The wide variability found in the fumes most likely stem from the trash piles containing many different organic and plastic materials. It is also a result of smouldering, incomplete combustion, which offers at least one insight into how the practice might be improved.

“From our tests, we found that somebody standing near one of these fires is getting a dose of toxins 1,000 times greater than they would from ambient air. To put it another way, a person would only need to breathe these particles for a minute to get an entire day’s worth of hazardous particulate matter,” said Michael Bergin, professor at Duke, who led the team. “Roadside trash burning is largely un-examined as a factor that influences air quality, radiative forcing, and human health even though it is ubiquitously practised throughout India. Our results indicate that near trash-burning sources, exposure to toxic particulate matter can be extremely high,” the researchers reported in the journal Atmospheric Environment.
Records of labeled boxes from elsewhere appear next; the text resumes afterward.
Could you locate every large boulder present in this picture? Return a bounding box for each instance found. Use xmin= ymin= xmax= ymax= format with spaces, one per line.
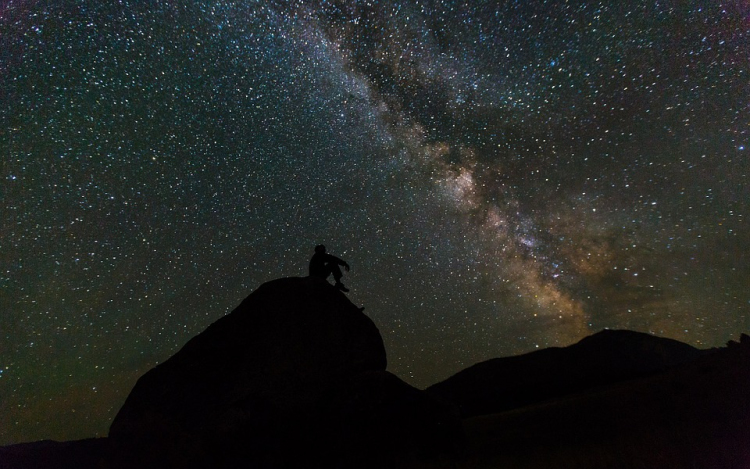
xmin=110 ymin=277 xmax=459 ymax=467
xmin=427 ymin=330 xmax=710 ymax=417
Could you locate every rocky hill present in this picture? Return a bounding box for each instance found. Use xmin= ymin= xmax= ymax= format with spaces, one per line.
xmin=0 ymin=277 xmax=750 ymax=469
xmin=427 ymin=330 xmax=710 ymax=417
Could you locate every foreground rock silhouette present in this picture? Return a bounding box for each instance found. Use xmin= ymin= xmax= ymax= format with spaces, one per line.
xmin=0 ymin=278 xmax=750 ymax=469
xmin=110 ymin=277 xmax=460 ymax=468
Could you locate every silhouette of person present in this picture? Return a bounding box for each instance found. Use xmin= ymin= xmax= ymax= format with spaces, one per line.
xmin=310 ymin=244 xmax=349 ymax=292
Every year, India generates about 62 million tonnes of municipal solid waste, out of which 5.6 million tonnes are plastic waste, 0.17 million tonnes biomedical waste, 7.90 million tonnes hazardous waste and 15 lakh tonnes e-waste. The waste generation is estimated to rise from 62 million tonnes to about 165 million tonnes by 2030. However, many municipal bodies, including Bruhat Bengaluru Mahanagara Palike, were rapped by the Comptroller and Auditor General in the past for their failure to scientifically dispose off waste.